Трудно поверить, будто не знал польский маршал и о том, что «главной целью вооружающегося III Рейха в 30‑е годы ХХ столетия был конфликт с СССР», мимо чего не прошел и современный польский журналист Вольдемар Ковальски в своем отклике на выпуск в Польше книги уже цитированного германского историка Рольфа-Дитера Мюллера «Враг стоит на востоке. Гитлеровские планы войны против СССР в 1939 году». Более того, в первом же абзаце своей публикации по этому поводу пан Вольдемар напомнил, что «Адольф Гитлер, как минимум, до весны 1939 г. рассчитывал на совместный удар на Восток», — такой вывод, по его мнению, неизбежно следует из анализа, произведенного Рольфом-Дитером Мюллером. Но если главный враг для Гитлера — это Россия, если кратчайший путь к ней ведет через Польшу, потому и Речи Посполитой не миновать зла, неизбежного при вспышке большой драки, тогда что именно Юзеф Пилсудский упорно стремился положить в основу взаимоотношений с Третьим рейхом после того, как Париж — главный союзник — отказал ему в превентивном ударе? Ответ на такой вопрос теперь не выглядит столь уж большой тайной, если внимательно присмотреться к историческим фактам и попытаться разложить их, как говорится, по полочкам. Начнем с того, почему польский маршал, сделав резкий поворот, первым в Европе пошел на подписание фактически приятельского соглашения с нацистским фюрером — с тем, с кем совсем недавно не на шутку собирался воевать и к тому же призывал своих союзников. В основу такой «раскладки» положим по преимуществу польские источники.

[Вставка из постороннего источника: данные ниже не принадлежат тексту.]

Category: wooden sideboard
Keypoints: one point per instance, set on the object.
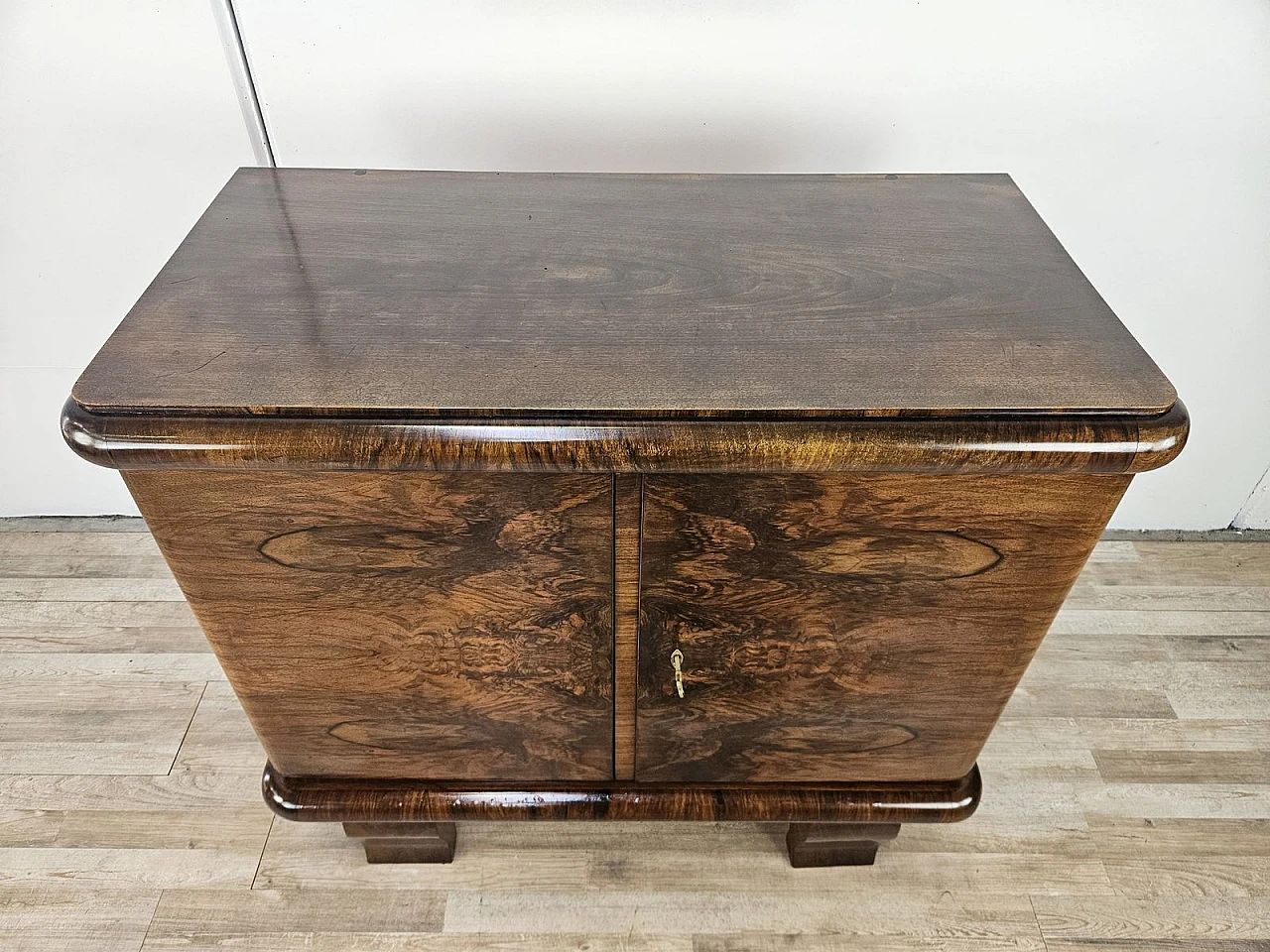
(622, 497)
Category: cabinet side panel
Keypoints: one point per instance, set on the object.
(847, 627)
(427, 626)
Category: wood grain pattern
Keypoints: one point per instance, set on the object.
(349, 798)
(404, 625)
(627, 517)
(307, 291)
(1103, 443)
(1165, 864)
(846, 627)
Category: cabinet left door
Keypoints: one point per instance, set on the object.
(402, 625)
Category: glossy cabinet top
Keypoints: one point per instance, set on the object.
(414, 294)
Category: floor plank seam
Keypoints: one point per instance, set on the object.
(176, 757)
(154, 914)
(1032, 904)
(259, 861)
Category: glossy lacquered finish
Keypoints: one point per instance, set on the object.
(326, 798)
(839, 626)
(340, 293)
(624, 497)
(404, 625)
(1105, 443)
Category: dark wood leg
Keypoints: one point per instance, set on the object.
(837, 843)
(405, 842)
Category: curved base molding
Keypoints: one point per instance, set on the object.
(839, 824)
(347, 800)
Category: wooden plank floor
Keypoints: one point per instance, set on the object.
(1127, 797)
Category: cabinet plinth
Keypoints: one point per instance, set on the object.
(622, 497)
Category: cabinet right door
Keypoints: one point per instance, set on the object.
(846, 627)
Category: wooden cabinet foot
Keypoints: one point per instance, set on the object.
(837, 843)
(405, 842)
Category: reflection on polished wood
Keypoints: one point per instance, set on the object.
(1127, 798)
(603, 497)
(1096, 444)
(384, 293)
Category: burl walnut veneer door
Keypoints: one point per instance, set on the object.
(427, 626)
(846, 627)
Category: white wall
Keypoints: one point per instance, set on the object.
(1141, 130)
(118, 123)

Многие нынешние историки в Речи Посполитой упорно утверждают, что заключение польского пакта с Гитлером якобы стало результатом не только правильной оценки текущих европейских реалий, но и далеко идущего стратегического предвидения, даром которого обладал Юзеф Пилсудский. По мнению того же Войцеха Матерского, реалии подводили маршала к тому, что «для Польши подписание совместного соглашения о ненападении существенным способом выровняло бы ослабление безопасности границ с Германией, вызванное ее выходом из Лиги Наций», а заодно «возвратило бы пошатнувшееся состояние равновесия между восточным и западным соседями». В Варшаве, отмечает историк, отторжение Лиги Наций, сделанное Германией, истолковали так, что Гитлер больше не намерен «молиться» на международные соглашения, посему зыбкость западной польской границы, не признанной Рейхом, значительно возрастает. Отсюда, дескать, проистекла одна из главных необходимостей для принятия польских решений: их суть состояла в том, чтобы по возможности обезопасить западные рубежи Речи Посполитой.
Если же перейти к предвидению маршала Пилсудского, то, оказывается, Варшаве мнилось еще и опасение, что «международное неприятие Гитлера и Третьего рейха могло оказаться преходящим, что и подтвердил дальнейший ход событий, и если бы польский МИД не смог довести дело до подписания декларации, такая возможность была бы отодвинута на целые годы». Из сказанного проистекает, что не случись тогда политическая дальнозоркость Пилсудского, то Польше для налаживания упущенной дружбы с Рейхом потом пришлось бы догонять не только Англию с Италией, но даже Литву с Эстонией и Латвией, которые впоследствии — уже в 1939 году — тоже подписали договоры с нацистской Германией. Потому, подчеркивает Войцех Матерский, «базируя безопасность государства на договорной дипломатии… Речь Посполитая не могла позволить себе подобный риск» и первой проявила инициативу. Если следовать обозначенной линии дальше, то получается, что Сталин был совсем плохо соображающим в политике персонажем, так как на заключение с Германией договора о ненападении он пошел самым последним.
Однако Войцех Матерский все-таки признает, что главные польские ожидания не оправдались, подписанная декларация на самом деле означала не усиление, а «ослабление безопасности границ с Германией», поскольку в ней не оказалось как раз того, «что для польской дипломатии было самым важным» — признания нерушимости существующих рубежей. Если же так, то еще острее становится вопрос, почему маршал Пилсудский, не увидев в предложенном Берлином тексте декларации столь нужного для его страны пункта, все же пошел на ее принятие? Чем он предпочел руководствоваться, единолично определяя внутреннюю и внешнюю политику второй Речи Посполитой, лишь изредка советуясь с соответствующими комиссиями сейма? Как уточняет в этой связи Войцех Матерский, его «огромный авторитет и созданная после мая 1926 года система власти позволяли ему действовать автономно».